Blumenstock: Exactly. Yeah. The other two points to make here is that we cannot move assets around from one public health program to another. These agencies are members. While they're preparing for this vaccination campaign, they're also dealing with the acute effects of the pandemic as far as outbreak response, managing cases, ensuring that everyone receives proper health care. At the same time, they're managing natural disasters like wildfires, hurricanes, day-to-day disease outbreaks like hepatitis or the measles. So those programs need to be sustained. We just can't sort of move from one program to another on a temporary basis because that would really erode and undermine the basic public health foundation that we're trying to build up so that we have a healthier community that could be more resilient in a times of when we're experiencing a pandemic.

Unger: Well, I want to ask you a little bit more about the funding because that's such a gap. Where are these funds supposed to go once...Who's going to distribute them and make sure that this all works?

Blumenstock: So, what we would hope and expect is that Congress would appropriate the funds that we are requested that would go to state, territorial, and local public health departments. We, because of what we do, have the greatest affinity with the CDC, the Centers for Disease Control and Prevention. So we have existing business relationships with CDC. We have outstanding day-to-day technical and operational relationships. So we feel that probably the most effective and efficient means would be for Congress to appropriate these funds, provide it to CDC who in turn would share those funds with state health departments, local health departments, tribes and territories to build the services and sustain the services that we've talked about over the last few minutes.

That's the way it has been done many, many times before. It's a fairly turnkey operation. The system is standing by and ready to operationalize, but we're missing that one last piece. Support from the administration and a congressional action to put funds in place.

Unger: Well, assuming that the funding is secured to address these challenges, how much time are we looking at between when a vaccine is approved and when we're able to get it to a large portion of the population?

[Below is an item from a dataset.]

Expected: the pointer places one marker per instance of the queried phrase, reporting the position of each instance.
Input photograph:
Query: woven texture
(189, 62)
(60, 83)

Blumenstock: So the public health system will be ready to administer the first tranche of vaccine in a matter of weeks because if we do receive both a green light from the FDA and a recommendation, green light from the ACIP, which is the Advisory Committee on Immunization Practices that helps determine the best and most appropriate use, the public health system will be able to mobilize within hours to begin to distribute and administer vaccine to the highest risk populations across our country. But again, that's just a small sliver of the larger pie of 330 million individuals that are theoretically could be eligible and interested in this over time.

So we will start the campaign, no time will be lost, but as time goes on where more vaccine comes available and we cast a wider net and go full bore throughout all the communities, that's when these assets become critically important because the last thing we want is for our capacity to be a rate limiting factor in the amount of vaccine that we could offer and provide to members of our nation who want it and need it.

Unger: Well, thank you so much. As you know, everybody's hoping this comes soon and it rolls out smoothly. We really appreciate you providing all this information about the challenges with distribution. Appreciate you being here today, Mr. Blumenstock.

That's it for today's COVID-19 Update. For resources on COVID-19, visit ama-assn.org/covid-19. Thanks for joining us. Please take care.

Blumenstock: Thank you, Todd.


Disclaimer: The viewpoints expressed in this video are those of the participants and/or do not necessarily reflect the views and policies of the AMA.